Kendrick Lamar was coming off one of the best-reviewed rap albums of the young century, the bombastic storytelling masterpiece “Good Kid, M.A.A.D. City.” The 2012 project told the story of a young Kendrick navigating the harrowing streets and life of his hometown Compton, California, weaving through gang life and family weights, all spit over old-school West Coast instrumentation with just enough modern influence to ride the Billboard charts. It was verbal wildfire. Lamar’s addictive flow and tales of his youth struck a chord with rap fanatics and music lovers alike, and I wouldn’t be surprised if it ends up as album of the decade for a good number of hip-hop heads. It’s certainly in my top 10.
But it’s not the, because its sequel, “To Pimp a Butterfly,” didn’t just turn the rap game on its head like its predecessor—it serves as a benchmark for modern music on how to deliver a timeless album.
Like I said, this album didn’t need to be made. The rap and music communities would have been totally alright if Kendrick released a similar narrative like “Good Kid,” but that’s not what this is at all. It’s a statement.

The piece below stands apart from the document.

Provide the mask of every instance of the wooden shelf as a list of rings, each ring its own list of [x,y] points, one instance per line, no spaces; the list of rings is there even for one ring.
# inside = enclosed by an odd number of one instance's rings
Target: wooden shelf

This album needed to be made. In “To Pimp a Butterfly,” Kendrick lays bare countless socioeconomic realities when some albums in the genre struggle to tell one: The struggle of being a black American. The impossibility of being poor in America. Gang violence. Wealth disparity. Kendrick takes all of these topics and more and weaves them into something that shouldn’t even be called an album. It’s barely even rap at times—although Kendrick delivers bars on every track on here, the instrumentation takes scoops from several other genres. Jazz, funk, rock, pop, but man, ESPECIALLY jazz. Considering certain songs on here have made their appearances at some UConn college parties, almost all of the tracks on here could be slid into a Greenwich Village jazz sesh without missing an eighth note. The breakneck “For Free? – Interlude” could be the most whiplash of any of the jazzy cuts on here, as Kendrick slips into slam poetry mode and delivers a breathless monologue over hurried and chaotic chords. This is the same guy that made “‘Swimming Pools?’ How? What?” This album doesn’t make sense, yet it’s the best album of the decade. This isn’t an album review, this is me bowing at the feet of perfection.
As we lurch into a new decade, we don’t know what to expect from our country’s politics, as things are more chaotic and unpredictable than ever. It’s an inevitability that whatever happens, music will be made about it. This album is how you make a political album because it’s not one. None of these songs are explicit diatribes; instead, Kendrick gets into your subconscious. Sure, there are lines that stick with you for a day or two, but this album’s magic seeps into your mind when you realize months later that it affects your inner mantras. Few musical works can say that. “How Much A Dollar Cost” might be the magnum opus in a tracklist filled with firebombs of political importance, in which Kendrick has a back and forth with a homeless man asking him for change. It’s something many of us can relate to because we pass by people like the man theorized by Kendrick without even realizing it sometimes. This album changes you in ways that, four years after its release, are still showing themselves.
This album is dense in its poetry, but it still bangs. For my money, that’s what separates this as the cream of the crop of the past 10 years. As I said previously, some of these songs could slip into playlist rotation at any given college party. But, of course, nothing is that simple with Kendrick Lamar. “Swimming Pools” was a banger about alcoholism. “King Kunta” was one of the biggest songs of 2015, and it’s titled after a fictional 18 century slave. “Alright,” one of the more upbeat songs on the tracklist, was quickly dissolved into the larger Black Lives Matter movement as an anthem and is still screamed at protests to this day and hopefully for decades into the future.
“To Pimp A Butterfly” is a landmark creation in music history and will be remembered for generations to come. In creating this album, Kendrick Lamar branded his name into the record books with an album that will stand the test of time as the blueprint for how to be authentic in your word, and simply put, one of music’s greatest triumphs.